Popular post-hardcore band A Skylit Drive recently released its third studio album, which became available on iTunes on Valentine’s Day and via hardcopy a day later. The album opens with “Carry the Broken,” a short, weak, chant-like track in the vein of Papa Roach’s “Days of War”meets Black Veil Brides’s “The Outcasts (Call to Arms).” Fortunately, despite this poor start, the song segues into a standout single “Too Little Too Late.”

The first few songs are a musical departure for California’s A Skylit Drive, who try out several different styles – many of which give the impression that the band is trying to shake the musical confines established by their trademark effeminate clean vocals à la strawberry-blonde frontman Michael “Jag” Jagmin – before settling into their old ways six tracks in. Longtime fans of A Skylit Drive will be pleased with the second half of this nearly 50-minute, 14-song set, which largely stays within the band’s com­fort zone. (Note: this review is for the digital deluxe version of the album, which is two tracks longer than the standard version)

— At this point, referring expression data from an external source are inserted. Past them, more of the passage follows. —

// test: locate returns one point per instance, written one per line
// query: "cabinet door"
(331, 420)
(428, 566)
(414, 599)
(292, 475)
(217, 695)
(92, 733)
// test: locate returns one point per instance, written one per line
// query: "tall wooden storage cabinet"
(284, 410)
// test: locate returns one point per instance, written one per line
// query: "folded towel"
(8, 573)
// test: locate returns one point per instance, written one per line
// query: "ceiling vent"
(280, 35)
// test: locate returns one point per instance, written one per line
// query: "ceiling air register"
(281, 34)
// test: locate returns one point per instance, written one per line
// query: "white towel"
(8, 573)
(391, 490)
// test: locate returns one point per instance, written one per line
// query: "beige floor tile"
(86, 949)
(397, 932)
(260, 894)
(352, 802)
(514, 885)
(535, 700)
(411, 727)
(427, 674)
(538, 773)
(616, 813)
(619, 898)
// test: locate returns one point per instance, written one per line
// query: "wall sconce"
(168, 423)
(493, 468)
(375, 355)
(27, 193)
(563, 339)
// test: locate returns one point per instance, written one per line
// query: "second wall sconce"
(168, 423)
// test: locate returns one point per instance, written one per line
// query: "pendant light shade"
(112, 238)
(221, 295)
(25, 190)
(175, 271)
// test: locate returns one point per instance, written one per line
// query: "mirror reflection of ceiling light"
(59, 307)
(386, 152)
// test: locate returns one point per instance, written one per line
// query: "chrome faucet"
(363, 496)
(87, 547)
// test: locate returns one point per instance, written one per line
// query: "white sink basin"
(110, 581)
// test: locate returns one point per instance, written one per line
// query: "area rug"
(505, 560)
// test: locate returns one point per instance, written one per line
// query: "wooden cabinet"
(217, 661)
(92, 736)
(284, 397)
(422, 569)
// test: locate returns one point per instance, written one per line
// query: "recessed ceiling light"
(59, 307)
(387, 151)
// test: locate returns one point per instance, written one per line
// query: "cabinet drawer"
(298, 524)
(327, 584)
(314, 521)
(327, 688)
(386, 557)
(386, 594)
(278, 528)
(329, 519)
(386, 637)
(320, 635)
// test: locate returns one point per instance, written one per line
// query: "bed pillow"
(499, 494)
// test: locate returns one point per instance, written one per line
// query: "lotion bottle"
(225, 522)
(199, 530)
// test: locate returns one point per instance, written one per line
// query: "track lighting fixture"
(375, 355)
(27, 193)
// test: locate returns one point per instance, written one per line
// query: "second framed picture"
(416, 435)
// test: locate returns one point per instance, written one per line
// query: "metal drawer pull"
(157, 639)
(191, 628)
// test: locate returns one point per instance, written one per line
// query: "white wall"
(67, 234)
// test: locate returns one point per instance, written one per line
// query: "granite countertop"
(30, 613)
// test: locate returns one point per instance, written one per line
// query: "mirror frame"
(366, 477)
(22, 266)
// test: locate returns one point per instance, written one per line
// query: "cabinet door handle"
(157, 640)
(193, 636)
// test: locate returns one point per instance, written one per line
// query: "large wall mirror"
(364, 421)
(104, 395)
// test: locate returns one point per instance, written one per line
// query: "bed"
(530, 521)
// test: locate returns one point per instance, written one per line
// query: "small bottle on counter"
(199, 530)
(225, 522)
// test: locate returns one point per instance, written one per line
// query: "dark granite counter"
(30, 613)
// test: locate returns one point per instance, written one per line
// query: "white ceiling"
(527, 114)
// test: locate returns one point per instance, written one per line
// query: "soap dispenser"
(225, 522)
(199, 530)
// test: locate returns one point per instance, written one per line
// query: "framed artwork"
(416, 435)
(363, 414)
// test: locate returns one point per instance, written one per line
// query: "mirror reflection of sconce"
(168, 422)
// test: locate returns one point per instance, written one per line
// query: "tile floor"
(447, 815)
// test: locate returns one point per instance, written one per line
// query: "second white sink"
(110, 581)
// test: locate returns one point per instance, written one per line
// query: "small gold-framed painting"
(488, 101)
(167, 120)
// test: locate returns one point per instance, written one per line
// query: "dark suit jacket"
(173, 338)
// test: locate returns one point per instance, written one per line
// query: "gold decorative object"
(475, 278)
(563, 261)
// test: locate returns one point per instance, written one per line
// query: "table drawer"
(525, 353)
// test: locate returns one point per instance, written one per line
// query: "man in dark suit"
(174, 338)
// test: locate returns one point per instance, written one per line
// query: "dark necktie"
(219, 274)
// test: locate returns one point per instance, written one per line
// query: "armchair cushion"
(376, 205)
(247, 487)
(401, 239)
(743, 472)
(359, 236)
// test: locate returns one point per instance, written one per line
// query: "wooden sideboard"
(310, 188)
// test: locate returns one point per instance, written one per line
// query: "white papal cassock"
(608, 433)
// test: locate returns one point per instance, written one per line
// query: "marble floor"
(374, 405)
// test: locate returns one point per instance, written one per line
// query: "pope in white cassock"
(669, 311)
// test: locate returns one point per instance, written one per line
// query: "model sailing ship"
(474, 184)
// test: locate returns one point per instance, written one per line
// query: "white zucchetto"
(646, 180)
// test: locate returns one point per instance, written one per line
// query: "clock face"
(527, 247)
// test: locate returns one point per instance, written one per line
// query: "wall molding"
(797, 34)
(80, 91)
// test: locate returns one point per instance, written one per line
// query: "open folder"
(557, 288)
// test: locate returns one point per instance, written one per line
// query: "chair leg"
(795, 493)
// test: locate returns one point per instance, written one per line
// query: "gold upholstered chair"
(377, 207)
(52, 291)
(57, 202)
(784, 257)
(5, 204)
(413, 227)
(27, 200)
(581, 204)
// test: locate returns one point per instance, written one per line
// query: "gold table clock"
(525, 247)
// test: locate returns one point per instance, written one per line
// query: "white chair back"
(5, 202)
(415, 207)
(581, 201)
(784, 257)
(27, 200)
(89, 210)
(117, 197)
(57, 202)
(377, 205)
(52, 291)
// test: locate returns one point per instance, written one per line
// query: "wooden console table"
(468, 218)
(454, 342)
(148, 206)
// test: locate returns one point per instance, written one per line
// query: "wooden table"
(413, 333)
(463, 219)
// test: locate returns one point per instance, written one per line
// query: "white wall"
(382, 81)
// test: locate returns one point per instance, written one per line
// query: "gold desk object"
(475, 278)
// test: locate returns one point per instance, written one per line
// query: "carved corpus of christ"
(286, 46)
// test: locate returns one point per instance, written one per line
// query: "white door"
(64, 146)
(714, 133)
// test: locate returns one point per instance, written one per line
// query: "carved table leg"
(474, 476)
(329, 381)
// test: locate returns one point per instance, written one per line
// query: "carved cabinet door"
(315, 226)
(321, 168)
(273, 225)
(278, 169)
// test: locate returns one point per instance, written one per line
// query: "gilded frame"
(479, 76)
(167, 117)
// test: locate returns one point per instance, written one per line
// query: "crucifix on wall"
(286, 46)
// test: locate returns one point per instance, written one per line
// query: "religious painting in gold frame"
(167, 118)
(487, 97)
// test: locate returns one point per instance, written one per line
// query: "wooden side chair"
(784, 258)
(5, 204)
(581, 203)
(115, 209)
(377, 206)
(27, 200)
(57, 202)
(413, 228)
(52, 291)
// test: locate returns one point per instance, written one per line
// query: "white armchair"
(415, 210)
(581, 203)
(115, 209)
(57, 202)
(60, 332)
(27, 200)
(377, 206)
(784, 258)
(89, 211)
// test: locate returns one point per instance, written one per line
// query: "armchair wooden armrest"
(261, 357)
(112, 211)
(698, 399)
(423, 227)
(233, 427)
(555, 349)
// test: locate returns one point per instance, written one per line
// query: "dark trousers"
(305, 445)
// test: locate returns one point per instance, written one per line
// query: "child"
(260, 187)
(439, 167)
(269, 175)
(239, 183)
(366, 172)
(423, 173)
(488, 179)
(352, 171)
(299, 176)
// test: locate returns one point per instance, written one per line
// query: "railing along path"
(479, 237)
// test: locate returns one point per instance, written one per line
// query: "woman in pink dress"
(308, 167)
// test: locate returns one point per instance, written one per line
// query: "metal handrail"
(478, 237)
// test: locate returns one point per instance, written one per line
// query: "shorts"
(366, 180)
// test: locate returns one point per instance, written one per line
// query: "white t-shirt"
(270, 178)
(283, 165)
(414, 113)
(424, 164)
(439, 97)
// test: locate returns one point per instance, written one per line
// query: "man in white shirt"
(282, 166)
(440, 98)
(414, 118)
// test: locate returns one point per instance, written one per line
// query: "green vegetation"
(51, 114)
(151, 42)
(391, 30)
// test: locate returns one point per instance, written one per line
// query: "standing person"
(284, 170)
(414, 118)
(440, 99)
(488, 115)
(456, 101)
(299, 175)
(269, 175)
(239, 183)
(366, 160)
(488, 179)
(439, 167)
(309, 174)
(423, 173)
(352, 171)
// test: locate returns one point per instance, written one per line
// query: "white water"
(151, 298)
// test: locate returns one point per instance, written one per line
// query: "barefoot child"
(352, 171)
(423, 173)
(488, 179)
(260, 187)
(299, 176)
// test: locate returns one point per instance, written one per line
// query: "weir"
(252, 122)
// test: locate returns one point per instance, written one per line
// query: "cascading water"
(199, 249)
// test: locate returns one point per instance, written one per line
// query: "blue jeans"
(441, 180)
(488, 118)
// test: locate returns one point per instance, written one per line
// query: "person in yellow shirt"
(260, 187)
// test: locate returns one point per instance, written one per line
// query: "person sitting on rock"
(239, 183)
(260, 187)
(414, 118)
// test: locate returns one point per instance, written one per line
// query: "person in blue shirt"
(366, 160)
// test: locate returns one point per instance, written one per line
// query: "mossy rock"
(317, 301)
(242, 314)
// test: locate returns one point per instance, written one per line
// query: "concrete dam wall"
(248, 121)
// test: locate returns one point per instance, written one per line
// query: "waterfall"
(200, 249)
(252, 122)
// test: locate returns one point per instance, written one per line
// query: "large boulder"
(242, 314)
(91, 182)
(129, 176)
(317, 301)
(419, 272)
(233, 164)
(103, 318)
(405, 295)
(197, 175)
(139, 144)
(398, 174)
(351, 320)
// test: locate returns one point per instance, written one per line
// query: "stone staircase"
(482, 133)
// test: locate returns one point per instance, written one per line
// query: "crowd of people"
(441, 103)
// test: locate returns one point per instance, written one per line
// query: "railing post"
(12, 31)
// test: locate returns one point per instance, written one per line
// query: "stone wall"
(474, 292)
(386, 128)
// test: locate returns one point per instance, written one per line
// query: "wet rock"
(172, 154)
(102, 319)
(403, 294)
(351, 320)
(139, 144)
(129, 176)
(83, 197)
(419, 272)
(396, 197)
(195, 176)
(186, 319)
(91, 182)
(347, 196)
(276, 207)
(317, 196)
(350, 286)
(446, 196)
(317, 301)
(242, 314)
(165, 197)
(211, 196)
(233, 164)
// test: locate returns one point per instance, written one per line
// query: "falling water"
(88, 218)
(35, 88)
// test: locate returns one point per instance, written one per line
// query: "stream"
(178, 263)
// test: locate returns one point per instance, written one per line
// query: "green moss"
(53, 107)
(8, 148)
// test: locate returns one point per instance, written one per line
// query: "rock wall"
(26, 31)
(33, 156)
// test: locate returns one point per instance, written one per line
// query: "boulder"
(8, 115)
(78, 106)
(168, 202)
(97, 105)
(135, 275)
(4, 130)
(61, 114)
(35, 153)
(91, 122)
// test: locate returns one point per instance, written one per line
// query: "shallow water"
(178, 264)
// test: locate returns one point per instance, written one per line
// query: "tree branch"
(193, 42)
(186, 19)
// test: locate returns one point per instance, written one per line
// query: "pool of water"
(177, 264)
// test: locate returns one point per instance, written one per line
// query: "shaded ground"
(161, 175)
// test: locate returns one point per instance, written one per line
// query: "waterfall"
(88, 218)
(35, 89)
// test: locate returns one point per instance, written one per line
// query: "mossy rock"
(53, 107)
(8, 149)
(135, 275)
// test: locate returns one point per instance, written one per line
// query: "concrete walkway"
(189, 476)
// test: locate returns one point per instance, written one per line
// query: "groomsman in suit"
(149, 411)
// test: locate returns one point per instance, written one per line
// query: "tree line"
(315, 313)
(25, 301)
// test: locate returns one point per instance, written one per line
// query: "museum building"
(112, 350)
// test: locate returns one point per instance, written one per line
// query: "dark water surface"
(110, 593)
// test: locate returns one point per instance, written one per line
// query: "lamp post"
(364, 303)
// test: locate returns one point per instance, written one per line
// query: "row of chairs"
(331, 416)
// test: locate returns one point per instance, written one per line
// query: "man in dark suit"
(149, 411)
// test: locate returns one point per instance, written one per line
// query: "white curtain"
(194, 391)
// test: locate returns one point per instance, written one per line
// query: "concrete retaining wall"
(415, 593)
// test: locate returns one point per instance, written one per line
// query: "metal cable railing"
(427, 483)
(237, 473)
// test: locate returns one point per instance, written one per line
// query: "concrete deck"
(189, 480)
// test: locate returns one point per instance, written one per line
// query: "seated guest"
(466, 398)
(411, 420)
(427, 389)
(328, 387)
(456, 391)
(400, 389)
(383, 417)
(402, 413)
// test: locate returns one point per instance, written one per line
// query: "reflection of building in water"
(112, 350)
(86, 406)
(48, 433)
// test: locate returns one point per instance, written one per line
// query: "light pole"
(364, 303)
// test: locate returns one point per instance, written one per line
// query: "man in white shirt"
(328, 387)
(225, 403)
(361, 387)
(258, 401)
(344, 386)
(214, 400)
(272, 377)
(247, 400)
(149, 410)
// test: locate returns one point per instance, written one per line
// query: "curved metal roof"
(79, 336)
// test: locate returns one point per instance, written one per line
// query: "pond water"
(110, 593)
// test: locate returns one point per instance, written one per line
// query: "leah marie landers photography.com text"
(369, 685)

While there are really no bad tracks on this album (save for the opener), the main problem is the album’s lack of cohesiveness. Unlike ASD’s previous album, Adelphia, the songs on Identity lack both a defined musical style and a nuanced song-to-song flow. The album proceeds from the chanted intro to four tracks of varied experimen­tation, through 27 minutes of characteristic ASD material and into an acoustic ballad before ending on a heavy, apocalyptic track. In fact, the only constant is the album’s lyrical content and theme of lost love and post-breakup recovery, a theme made even more prominent by the album’s deliberate Valentine’s Day release, album artwork (a design resembling an X inside of an O), and song titles like “XO Skeleton” and “Ex Marks the Spot.” Still, though Identity on Fire may not be as musically cohesive as possible, it is a collection that would, if played live, make for an excellent, engaging concert – and perhaps, during the writing phase of the album, A Skylit Drive had this in mind.

On the other end of both the geographic and musical spectra from A Skylit Drive is New York band Bayside, whose new album, Killing Time, dropped one week after Identity on Fire. Killing Time has Bayside getting back to their punk-rock roots after several years of releasing softer songs (a musical digression that followed the death of drummer John “Beatz” Holohan, and so can be forgiven from a fan’s standpoint). Bayside’s brand of punk leans towards alt with a flair for the cheerful – think some­thing of a middle ground between Agony & Irony-era Alkaline Trio and old-school Green Day – a style than can perhaps best be heard on “Seeing Sound,” album opener “Already Gone,” and first single “Sick, Sick, Sick.” Still, they throw in a slow song with “On Love, On Life,” which sounds like it could be perfectly at home on an acoustic album from a stereotypical indie rock band. Best is “The New Flesh,” which, in a single three-minute, 45-second track, displays Bayside’s musical breadth and versatility. Though Killing Time is far more predictable – and within the band’s style than Identity on Fire is for A Skylit Drive – both are admirable efforts resulting in a solid set for each.